Certo, il vertice stesso, persino al di là dei contenuti dell’ipotetico accordo, costituisce una vittoria politica per Mosca. Trump ha ricevuto Putin con tutti gli onori, con ciò riabilitandolo dopo anni di isolamento, anzi di condanna come “criminale di guerra” da parte della Corte Penale Internazionale, che nel marzo 2023 ha emesso contro di lui un mandato di cattura internazionale.
La sinistra filoputiniana ha giustamente condannato l’atto di legittimazione del criminale Netanyahu quando quest’ultimo è stato accolto a Washington dal medesimo Trump. Oggi invece esulta perché il tappeto rosso, gli applausi, gli onori da “capo di stato” e l’atto stesso dell’incontro di Anchorage attestano che Putin e la “sua” Russia sarebbero “usciti dall’isolamento e dalla delegittimazione” in cui l’Occidente li avevano cacciati. E gioisce perché non si parla più di vittoria dell’ Ucraina ma di apertura di “una trattativa”.
Trump, che sull’aereo che lo stava conducendo in Alaska, aveva indicato la fine della guerra come scopo del vertice e aveva aggiunto che qualunque risultato diverso lo avrebbe lasciato insoddisfatto, sembra fare buon viso a cattivo gioco. Ma il risultato dell’incontro era del tutto nelle cose. Trump, da affarista figlio di papà, crede che le concessioni formali siano sufficienti ad convincere i suoi interlocutori. Per fare questo aveva, perfino da prima del suo insediamento alla Casa Bianca, aperto ampi crediti a Putin e alle sue pretese.
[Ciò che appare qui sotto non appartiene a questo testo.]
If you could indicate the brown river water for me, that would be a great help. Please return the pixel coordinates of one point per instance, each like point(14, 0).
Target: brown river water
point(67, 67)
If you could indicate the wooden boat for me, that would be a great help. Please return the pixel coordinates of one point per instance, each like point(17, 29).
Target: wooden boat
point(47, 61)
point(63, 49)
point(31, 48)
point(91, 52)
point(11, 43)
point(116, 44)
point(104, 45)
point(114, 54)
E dall’altro lato aveva bullizzato e messo nell’angolo Zelensky, per sottolineare che i tempi di Biden erano passati e che i “suoi” Stati Uniti avevano cambiato orientamento a livello mondiale. Ma tutto ciò non ha cambiato per nulla le scelte del Cremlino, anzi ne ha confermato l’arroganza e la determinazione neoimperiale.
Certo, ha fatto gioco anche una certa sudditanza culturale di Trump al suo omologo russo, che, nel suo paese è da tempo riuscito ad imporre un assetto autocratico e autoritario, quella “democratura” che costituisce per il presidente americano e per i suoi supporter un modello.
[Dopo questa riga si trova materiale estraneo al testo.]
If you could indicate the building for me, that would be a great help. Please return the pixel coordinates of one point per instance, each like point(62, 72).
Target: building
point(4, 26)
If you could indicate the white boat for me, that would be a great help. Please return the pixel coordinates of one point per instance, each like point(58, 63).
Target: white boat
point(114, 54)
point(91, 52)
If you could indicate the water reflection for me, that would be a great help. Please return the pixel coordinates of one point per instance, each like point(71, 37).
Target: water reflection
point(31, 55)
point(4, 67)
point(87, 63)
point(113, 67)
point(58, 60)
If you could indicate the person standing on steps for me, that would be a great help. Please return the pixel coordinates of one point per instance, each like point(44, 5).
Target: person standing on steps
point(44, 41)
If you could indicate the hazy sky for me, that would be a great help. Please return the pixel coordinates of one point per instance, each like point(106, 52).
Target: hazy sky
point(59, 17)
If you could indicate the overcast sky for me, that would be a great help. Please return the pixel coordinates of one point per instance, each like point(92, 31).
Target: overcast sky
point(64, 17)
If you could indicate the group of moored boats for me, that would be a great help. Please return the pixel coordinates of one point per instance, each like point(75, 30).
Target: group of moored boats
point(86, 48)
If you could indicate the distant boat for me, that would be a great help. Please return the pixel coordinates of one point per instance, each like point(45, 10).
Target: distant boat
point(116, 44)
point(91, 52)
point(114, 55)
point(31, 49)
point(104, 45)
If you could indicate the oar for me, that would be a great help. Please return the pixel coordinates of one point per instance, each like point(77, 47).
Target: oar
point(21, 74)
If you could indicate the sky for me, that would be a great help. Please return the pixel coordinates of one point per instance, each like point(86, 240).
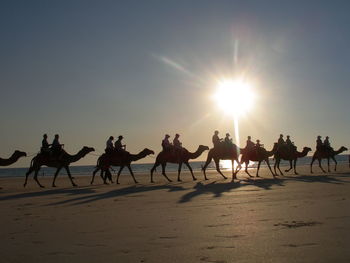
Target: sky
point(90, 69)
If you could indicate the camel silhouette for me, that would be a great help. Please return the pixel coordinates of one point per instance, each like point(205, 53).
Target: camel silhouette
point(13, 158)
point(179, 157)
point(324, 154)
point(258, 155)
point(63, 161)
point(286, 153)
point(222, 152)
point(117, 159)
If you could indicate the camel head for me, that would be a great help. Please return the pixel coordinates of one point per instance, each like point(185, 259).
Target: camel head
point(202, 148)
point(343, 149)
point(147, 151)
point(19, 154)
point(307, 149)
point(86, 150)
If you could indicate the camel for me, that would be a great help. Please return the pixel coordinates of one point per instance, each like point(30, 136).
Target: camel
point(222, 152)
point(63, 161)
point(284, 153)
point(117, 159)
point(180, 157)
point(322, 154)
point(258, 155)
point(14, 158)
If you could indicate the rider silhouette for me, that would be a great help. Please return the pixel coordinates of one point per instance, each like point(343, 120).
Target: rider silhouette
point(215, 139)
point(45, 146)
point(319, 143)
point(109, 145)
point(165, 143)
L’accoglienza a Putin, l’uso amichevole del nome, “Vladimir”, i sorrisi, le strette di mano e il clima di cordialità messi in scena ad Anchorage hanno confermato nella testa dell’autocrate russo che è giunto il momento di mettere a frutto in Ucraina (e non solo là) la nuova fase della politica americana. La stessa conferenza stampa congiunta al termine del vertice ha avuto un andamento anomalo rispetto al cerimoniale tradizionale di questi incontri. Putin, l’ospite, ha preso la parola per primo, parlando per nove minuti, sostenendo di “essere fiducioso”, augurandosi che “le capitali europee non ostacolino la pace”, ribadendo che “bisogna rimuovere le cause profonde del conflitto”, affermando, a evidente scopo adulatorio verso Trump, “fossi stato tu presidente, la guerra in Ucraina non sarebbe cominciata”. Trump, il “padrone di casa”, ha detto solo poche parole, semplicemente ricordando che la trattativa continuerà, e che, tautologicamente, “There is no deal until a deal”, cioè che l’accordo non c’è finché non c’è un accordo…
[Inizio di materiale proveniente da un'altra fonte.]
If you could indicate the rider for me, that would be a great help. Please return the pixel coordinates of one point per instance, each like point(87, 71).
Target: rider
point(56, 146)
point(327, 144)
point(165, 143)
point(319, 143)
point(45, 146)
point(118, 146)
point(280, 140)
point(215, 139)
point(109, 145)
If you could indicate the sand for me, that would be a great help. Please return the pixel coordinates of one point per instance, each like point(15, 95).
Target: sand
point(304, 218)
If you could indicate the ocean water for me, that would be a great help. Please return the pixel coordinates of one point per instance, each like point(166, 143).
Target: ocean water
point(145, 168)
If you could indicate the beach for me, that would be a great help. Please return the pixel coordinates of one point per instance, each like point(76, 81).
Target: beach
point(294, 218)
Peraltro, l’accordo tra i “grandi”, anche se ci fosse, andrebbe poi fatto ingoiare al popolo ucraino, che proprio nelle scorse settimane, con le mobilitazioni contro la corruzione, ha fatto vedere di essere certo prostrato da quasi 43 mesi di guerra (oltre gli altri 8 anni di conflitto “a bassa intensità”), ma di non essere affatto disposto ad accettare un accordo quale che sia. Anche questo è un aspetto che tanti “pacifisti” della “sinistra” trascurano.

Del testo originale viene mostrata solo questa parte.